Comment by binwiederhier
2 years ago
I'm a software engineer, and I more or less stopped asking ChatGPT for stuff that isn't mainstream. It just hallucinates answers and invents config file options or language constructs. Google will maybe not find it, or give you an occasional outdated result, but it rarely happens that it just finds stuff that's flat out wrong (in technology at least).
For mainstream stuff on the other hand ChatGPT is great. And I'm sure that Gemini will be even better.
The important thing is that with Web Search as a user you can learn to adapt to varying information quality. I have a higher trust for Wikipedia.org than I do for SEO-R-US.com, and Google gives me these options.
With a chatbot that's largely impossible, or at least impractical. I don't know where it's getting anything from - maybe it trained on a shitty Reddit post that's 100% wrong, but I have no way to tell.
There has been some work (see: Bard, Bing) where the LLM attempts to cite its sources, but even then that's of limited use. If I get a paragraph of text as an answer, is the expectation really that I crawl through each substring to determine their individual provenances and trustworthiness?
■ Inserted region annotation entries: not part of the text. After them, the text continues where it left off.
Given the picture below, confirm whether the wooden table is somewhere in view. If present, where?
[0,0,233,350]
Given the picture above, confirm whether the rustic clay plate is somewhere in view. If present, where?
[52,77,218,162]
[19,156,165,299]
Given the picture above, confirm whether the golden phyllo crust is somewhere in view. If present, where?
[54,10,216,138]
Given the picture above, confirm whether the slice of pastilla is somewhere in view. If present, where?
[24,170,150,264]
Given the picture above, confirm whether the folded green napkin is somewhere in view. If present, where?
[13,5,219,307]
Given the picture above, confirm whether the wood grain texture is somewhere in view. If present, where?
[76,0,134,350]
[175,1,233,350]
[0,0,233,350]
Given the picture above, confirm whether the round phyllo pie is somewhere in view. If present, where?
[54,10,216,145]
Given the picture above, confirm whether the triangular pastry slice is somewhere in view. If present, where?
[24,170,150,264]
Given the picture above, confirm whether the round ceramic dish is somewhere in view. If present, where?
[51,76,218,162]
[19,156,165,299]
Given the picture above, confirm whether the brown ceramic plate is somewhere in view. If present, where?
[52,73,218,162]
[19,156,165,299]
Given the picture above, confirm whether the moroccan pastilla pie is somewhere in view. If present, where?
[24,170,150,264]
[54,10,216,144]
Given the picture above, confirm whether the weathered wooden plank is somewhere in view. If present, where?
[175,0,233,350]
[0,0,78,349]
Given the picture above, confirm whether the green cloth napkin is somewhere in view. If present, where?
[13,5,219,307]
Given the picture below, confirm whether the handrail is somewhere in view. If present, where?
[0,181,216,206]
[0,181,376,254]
The shape of a product matters. Google as a linker introduces the ability to adapt to imperfect information quality, whereas a chatbot does not.
As an exemplar of this point - I don't trust when Google simply pulls answers from other sites and shows it in-line in the search results. I don't know if I should trust the source! At least there I can find out the source from a single click - with a chatbot that's largely impossible.
> it rarely happens that it just finds stuff that's flat out wrong
"Flat out wrong" implies determinism. For answers which are deterministic such as "syntax checking" and "correctness of code" - this already happens.
ChatGPT, for example, will write and execute code. If the code has an error or returns the wrong result it will try a different approach. This is in production today (I use the paid version).
Dollars to doughnuts says they are using GPT3.5.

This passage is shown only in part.